Supplement Abstracts Submitted for the 73rd Annual Scientific Meeting of the American College of Gastroenterology: ESOPHAGUS
Purpose: Esophageal disorders are relatively common among patients with HIV/AIDS, especially esophagitis and esophageal ulcers. Infectious etiologies are commonly associated with esophageal ulcers, however many are idiopathic and may result in severe stricture formation. Treatments of the underlying cause, steroids and/or esophageal dilation are conventional approaches to therapy. However there is no standard approach to refractory strictures. We report a case of patient with idiopathic esophageal giant ulcers and esophageal stricture refractory to dilatation, who has been successfully treated with a self-expanding Poly-flex stent placement.
Results: Case Summary: A 35 year old gentleman with HIV/AIDS (last CD4 count of 73) and known history of esophageal stricture presented with continued dysphagia. The patient had been diagnosed with this condition three months prior to this admission and undergone several dilations with no improvement in his symptoms. A percutaneous gastrostomy tube was placed for nutritional support. Biopsies performed on several different occasions were all negative. At the time of presentation he was not able to swallow foods, liquids nor saliva. Our initial upper endoscopy showed food contents in the proximal esophagus and an almost total closure of the esophageal lumen at 27 cm from the incisors, precluding the passage of the endoscope. Multiple attempts to pass a guidewire were also unsuccessful. On a second attempt and under fluoroscopy, we were able to successfully dilate up to 15 mm. Once dilation was performed, two giant ulcers and a small inflammatory polyp were visualized immediately distal to the stricture in the lower esophagus. Interestingly the stricture was 5 cm long and had a dynamic nature. The latter demonstrated by the persistence of severe dysphagia despite a series of subsequent balloon dilatations of up to 18 mm. An alternative approach was chosen at this point in order to provide definite treatment. Using fluoroscopy we endoscopically deployed a 9 cm long by 18 mm diameter removable Polyflex® stent. Additional therapy included a steroid taper as treatment for the giant ulcers and a proton pump inhibitor. The patient had a remarkable improvement of his symptoms, without major procedure related complications.
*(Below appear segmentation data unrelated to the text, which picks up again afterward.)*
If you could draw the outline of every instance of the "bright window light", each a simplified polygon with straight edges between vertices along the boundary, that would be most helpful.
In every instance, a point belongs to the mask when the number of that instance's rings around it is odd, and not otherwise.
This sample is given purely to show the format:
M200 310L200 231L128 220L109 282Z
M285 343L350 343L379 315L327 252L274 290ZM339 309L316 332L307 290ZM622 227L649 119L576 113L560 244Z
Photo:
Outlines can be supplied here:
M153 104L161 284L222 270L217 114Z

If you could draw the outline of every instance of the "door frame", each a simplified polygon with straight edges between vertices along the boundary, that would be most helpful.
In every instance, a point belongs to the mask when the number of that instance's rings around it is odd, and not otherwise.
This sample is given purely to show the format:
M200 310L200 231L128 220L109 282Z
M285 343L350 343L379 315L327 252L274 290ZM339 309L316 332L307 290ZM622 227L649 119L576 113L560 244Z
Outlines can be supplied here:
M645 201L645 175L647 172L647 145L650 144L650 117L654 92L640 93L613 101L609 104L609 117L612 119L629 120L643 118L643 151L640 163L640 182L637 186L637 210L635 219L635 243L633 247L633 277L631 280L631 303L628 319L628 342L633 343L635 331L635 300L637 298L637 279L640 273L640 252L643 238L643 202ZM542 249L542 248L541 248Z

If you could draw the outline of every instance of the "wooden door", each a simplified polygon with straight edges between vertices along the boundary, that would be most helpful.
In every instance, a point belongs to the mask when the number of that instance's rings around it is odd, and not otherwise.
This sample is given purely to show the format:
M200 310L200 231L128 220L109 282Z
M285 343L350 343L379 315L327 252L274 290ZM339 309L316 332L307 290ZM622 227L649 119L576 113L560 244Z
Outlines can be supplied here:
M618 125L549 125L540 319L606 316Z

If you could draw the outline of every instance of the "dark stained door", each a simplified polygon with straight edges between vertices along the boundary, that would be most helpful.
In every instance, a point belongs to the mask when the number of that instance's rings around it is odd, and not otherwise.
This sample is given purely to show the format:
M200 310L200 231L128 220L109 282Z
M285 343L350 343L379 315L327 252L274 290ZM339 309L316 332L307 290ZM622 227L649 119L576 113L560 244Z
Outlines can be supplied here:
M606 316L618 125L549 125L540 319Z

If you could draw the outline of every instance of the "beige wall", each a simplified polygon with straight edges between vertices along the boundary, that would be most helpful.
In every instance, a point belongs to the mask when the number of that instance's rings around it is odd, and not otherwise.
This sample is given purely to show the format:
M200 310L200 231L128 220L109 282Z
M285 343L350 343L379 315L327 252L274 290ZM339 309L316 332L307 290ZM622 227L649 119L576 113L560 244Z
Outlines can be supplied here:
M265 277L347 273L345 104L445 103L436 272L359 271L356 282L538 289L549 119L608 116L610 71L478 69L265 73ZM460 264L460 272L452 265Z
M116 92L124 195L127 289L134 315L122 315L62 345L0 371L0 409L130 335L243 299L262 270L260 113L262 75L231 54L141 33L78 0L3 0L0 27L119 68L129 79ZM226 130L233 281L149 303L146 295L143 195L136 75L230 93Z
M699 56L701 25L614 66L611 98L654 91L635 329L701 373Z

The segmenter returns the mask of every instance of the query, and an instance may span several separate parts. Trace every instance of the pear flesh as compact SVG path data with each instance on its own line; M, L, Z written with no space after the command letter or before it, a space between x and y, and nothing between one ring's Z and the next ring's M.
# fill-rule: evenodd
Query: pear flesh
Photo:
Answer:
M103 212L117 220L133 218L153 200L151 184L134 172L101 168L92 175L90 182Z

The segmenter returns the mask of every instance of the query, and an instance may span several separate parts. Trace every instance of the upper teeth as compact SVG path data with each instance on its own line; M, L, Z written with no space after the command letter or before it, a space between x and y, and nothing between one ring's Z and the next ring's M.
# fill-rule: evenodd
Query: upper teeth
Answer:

Steroids were initiated to heal the idiopathic ulcers.
Conclusion: Idopathic esophageal ulceratons and strictures are rarely seen in the age of antiretroviral therapy. We report a case of a refractory idiopathic esophageal stricture in a patient with HIV/AIDS that responded well to removable Polyflex® stent placement. Use of removable Polyflex® stents in the setting of refractory strictures in this population prevents repeat dilations and its associated complications.